Itinerario 2, 1993—2018. Multiple intaglio, graphite pencil, acrylic, paper, 41х155 cm

The 2017 retrospective exhibition in Lviv saw the return of Fountain of Exhaustion as a physical object, while the series of etchings called Future in the Past brought back its visual image. Large 1.5m panels (once used for the first works in the Place series) now served as a background for completely new motifs. These landscapes were populated with various new objects: numerous X- and O-shaped buildings, fig trees, swallows, the concrete blocks, used by the Ukrainian armed forces in early 2014 to set up checkpoints, transformer vaults, houses from Do Po, and aloe plants.
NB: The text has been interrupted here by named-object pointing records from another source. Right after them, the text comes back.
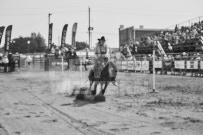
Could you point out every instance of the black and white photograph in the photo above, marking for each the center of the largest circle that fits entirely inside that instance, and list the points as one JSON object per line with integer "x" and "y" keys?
{"x": 101, "y": 67}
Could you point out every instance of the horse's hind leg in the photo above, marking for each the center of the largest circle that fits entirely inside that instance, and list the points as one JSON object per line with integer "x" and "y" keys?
{"x": 104, "y": 89}
{"x": 91, "y": 82}
{"x": 95, "y": 89}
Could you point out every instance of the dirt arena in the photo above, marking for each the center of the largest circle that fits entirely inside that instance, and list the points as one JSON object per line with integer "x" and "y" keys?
{"x": 40, "y": 103}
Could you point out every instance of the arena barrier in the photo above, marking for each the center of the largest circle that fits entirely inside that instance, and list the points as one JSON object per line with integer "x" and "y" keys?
{"x": 174, "y": 67}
The silhouette of Fountain of Exhaustion is most prominent in Itinerario 2 (1993—2018) with pencil-drawn water drops pouring down from a gigantic watering pot into fading funnels according to a certain predetermined pattern.

16

Testing of Fountain of Exhaustion before its exhibition in La Biennale di Venezia, 2021. Photo by Tania Borzunova

Pavilion of Ukraine at the 59th International Art Exhibition — La Biennale di Venezia was the first to give full play to the fountain’s potential, finally allowing Fountain of Exhaustion to assume its proper function and distribute water through the funnels downwards. This reinvention required considerable architectural and engineering revisions to the original structure. In a way, Makov had to confront his own creation anew. Once Fountain of Exhaustion ceased being a part of an urban mystification and a symbol of its own incompleteness, it revealed some of its more peculiar properties: the regular pattern of the funnels somehow directs the overwhelming flow of water without ever fully mastering it. The broad universal context of this international exhibition, exploring the mutual connections between humans, non-humans, Earth, technology, flora, and fauna, encourages Makov to leave his work open to further interpretations: “Everyone has their own history of exhaustion”.